The node supports both simple timestamps (MM:SS.mmm) and full timestamps (HH:MM:SS.mmm), converting both formats to millisecond precision for consistency. Downloaded files are temporarily stored during processing and automatically cleaned up after parsing completes.
The output is an array of caption objects where each object contains three properties: startTime (integer in milliseconds), endTime (integer in milliseconds), and text (string content). This structured format is compatible with various downstream operations such as text analysis, caption editing, timestamp manipulation, or conversion to other subtitle formats.
Configuration Parameters
Input Field
Input Field (Text, Required): Workflow variable containing the VTT URL.
The URL must start with http:// or https:// and point to a valid VTT file. Variable interpolation using ${variable_name} syntax supports dynamic URL construction. The VTT file should follow the WebVTT specification with properly formatted timestamps and caption text.
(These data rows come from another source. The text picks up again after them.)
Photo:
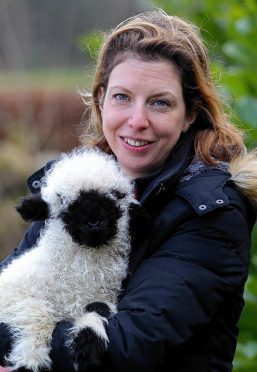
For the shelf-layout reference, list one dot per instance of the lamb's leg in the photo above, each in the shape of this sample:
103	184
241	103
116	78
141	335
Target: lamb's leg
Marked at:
31	337
90	339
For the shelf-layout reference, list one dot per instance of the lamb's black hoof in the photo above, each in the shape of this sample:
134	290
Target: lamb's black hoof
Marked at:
88	350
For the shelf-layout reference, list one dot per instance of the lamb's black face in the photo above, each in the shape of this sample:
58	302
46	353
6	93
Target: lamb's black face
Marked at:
92	219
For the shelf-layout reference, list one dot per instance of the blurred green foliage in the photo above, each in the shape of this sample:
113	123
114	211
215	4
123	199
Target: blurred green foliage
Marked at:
229	29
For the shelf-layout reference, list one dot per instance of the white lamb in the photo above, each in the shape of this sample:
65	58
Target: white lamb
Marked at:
76	268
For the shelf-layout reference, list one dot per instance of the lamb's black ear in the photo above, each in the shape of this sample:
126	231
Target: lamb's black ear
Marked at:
33	208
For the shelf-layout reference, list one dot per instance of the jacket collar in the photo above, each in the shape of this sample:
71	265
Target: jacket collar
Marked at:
172	170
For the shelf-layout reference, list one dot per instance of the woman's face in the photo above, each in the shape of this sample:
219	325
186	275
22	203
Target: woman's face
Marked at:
143	114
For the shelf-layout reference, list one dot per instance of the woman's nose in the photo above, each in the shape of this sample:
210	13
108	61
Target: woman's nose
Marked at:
138	117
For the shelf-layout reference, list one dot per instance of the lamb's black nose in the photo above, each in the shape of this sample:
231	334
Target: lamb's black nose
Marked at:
93	225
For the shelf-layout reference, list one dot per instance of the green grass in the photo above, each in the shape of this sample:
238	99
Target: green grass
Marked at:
63	78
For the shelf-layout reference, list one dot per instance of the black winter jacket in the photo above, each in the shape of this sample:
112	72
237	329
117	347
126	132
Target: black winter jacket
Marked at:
183	296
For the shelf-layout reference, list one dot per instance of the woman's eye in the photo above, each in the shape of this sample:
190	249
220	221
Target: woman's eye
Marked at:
161	103
121	97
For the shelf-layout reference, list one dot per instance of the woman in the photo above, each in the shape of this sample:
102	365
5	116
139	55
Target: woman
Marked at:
155	108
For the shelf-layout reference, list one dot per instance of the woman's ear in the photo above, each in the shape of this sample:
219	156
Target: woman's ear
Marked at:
101	94
33	208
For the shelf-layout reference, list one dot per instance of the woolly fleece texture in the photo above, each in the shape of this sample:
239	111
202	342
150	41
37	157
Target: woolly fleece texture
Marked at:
57	278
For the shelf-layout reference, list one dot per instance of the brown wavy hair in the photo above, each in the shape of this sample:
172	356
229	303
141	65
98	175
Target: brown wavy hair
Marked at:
157	36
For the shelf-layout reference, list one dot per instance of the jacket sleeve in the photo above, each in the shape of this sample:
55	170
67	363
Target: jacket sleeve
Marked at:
178	289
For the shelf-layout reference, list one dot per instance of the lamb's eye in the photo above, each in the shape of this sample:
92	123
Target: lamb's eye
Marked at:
118	194
64	200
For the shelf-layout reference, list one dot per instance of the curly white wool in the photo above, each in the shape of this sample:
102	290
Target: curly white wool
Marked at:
57	278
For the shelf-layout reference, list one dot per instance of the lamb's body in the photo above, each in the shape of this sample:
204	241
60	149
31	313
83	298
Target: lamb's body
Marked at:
57	278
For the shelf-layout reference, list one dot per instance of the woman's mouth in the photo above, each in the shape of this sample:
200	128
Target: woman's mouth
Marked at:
135	142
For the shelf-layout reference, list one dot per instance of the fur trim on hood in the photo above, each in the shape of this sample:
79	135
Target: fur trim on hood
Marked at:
244	174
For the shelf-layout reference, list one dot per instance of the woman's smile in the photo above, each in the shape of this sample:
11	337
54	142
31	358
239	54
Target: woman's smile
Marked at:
143	113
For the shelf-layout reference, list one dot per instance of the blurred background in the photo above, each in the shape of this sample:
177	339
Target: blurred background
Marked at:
47	56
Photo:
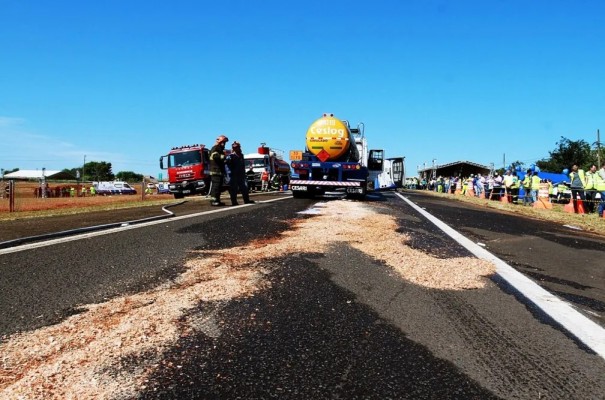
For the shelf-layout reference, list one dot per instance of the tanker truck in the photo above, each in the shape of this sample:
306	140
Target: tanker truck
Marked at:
267	159
336	158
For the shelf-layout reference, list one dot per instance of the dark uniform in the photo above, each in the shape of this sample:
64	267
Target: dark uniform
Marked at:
238	180
217	169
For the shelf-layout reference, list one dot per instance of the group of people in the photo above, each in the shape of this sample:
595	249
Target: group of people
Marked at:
587	187
44	190
219	160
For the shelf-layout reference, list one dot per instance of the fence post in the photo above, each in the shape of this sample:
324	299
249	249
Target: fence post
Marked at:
11	195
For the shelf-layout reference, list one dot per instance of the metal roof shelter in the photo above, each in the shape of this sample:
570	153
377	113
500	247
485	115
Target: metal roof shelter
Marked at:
37	174
457	168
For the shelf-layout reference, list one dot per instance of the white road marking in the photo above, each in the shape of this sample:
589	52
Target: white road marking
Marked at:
122	228
580	326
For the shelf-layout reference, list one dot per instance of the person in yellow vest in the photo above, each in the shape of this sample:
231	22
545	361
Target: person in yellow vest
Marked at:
507	182
514	188
526	183
590	190
578	181
600	186
535	186
561	189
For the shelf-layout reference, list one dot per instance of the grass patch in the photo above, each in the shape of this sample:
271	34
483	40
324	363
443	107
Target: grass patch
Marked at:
587	222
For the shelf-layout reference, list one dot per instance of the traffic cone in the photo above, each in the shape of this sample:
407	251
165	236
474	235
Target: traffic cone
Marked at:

Common patterns: https://storage.example.com/subtitles/video123.vtt, ${subtitle_url}, https://cdn.example.com/captions/${video_id}.vtt.
Output Field
Output Field (Text, Required): Workflow variable where parsed caption objects are stored.
The output is an array of caption objects with three properties per object: startTime (milliseconds), endTime (milliseconds), and text (string content). The array preserves sequential order from the VTT file.
Example output structure:
[
{"startTime": 0, "endTime": 2500, "text": "Welcome to the video."},
{"startTime": 2500, "endTime": 5000, "text": "This is the second caption."}
]
Common naming patterns: vtt_captions, subtitle_data, caption_list, parsed_captions.
Common Parameters
This node supports common parameters shared across workflow nodes, including Stream Output Response, Streaming Messages, and Logging Mode. For detailed information, see Common Parameters.
Best Practices
- Validate VTT URLs are accessible and return valid WebVTT content before processing
- Implement error handling using conditional nodes to gracefully handle missing or malformed files
- Variable interpolation for dynamic URLs based on video IDs enables reusable workflows without hardcoding
- Verify VTT files contain expected caption structure and timing information before passing to downstream nodes
- For video synchronization, ensure timestamps match the video's actual timing to prevent caption misalignment
- Descriptive variable names like
video_subtitlesimprove workflow maintainability over generic names
Limitations
- URL-only support: The node only supports loading VTT files from URLs (HTTP/HTTPS). Local file paths are not supported.
- No authentication headers: Custom HTTP headers for authentication are not supported. Credentials must be included in the URL as query parameters, or the endpoint must be publicly accessible.
- Download timeout range: Download timeout is configurable between 10 seconds and 5 minutes (10,000-300,000ms). Very large VTT files or slow connections may exceed the maximum timeout.
- No format validation: The node does not validate WebVTT format compliance beyond basic parsing. Malformed VTT files may cause parsing errors or produce incomplete caption data.
- Timestamp precision: Timestamps are converted to milliseconds with millisecond precision. Sub-millisecond timing information is not preserved.
- No styling information: The node extracts only caption text and timing information. WebVTT styling, positioning, and formatting cues are not preserved.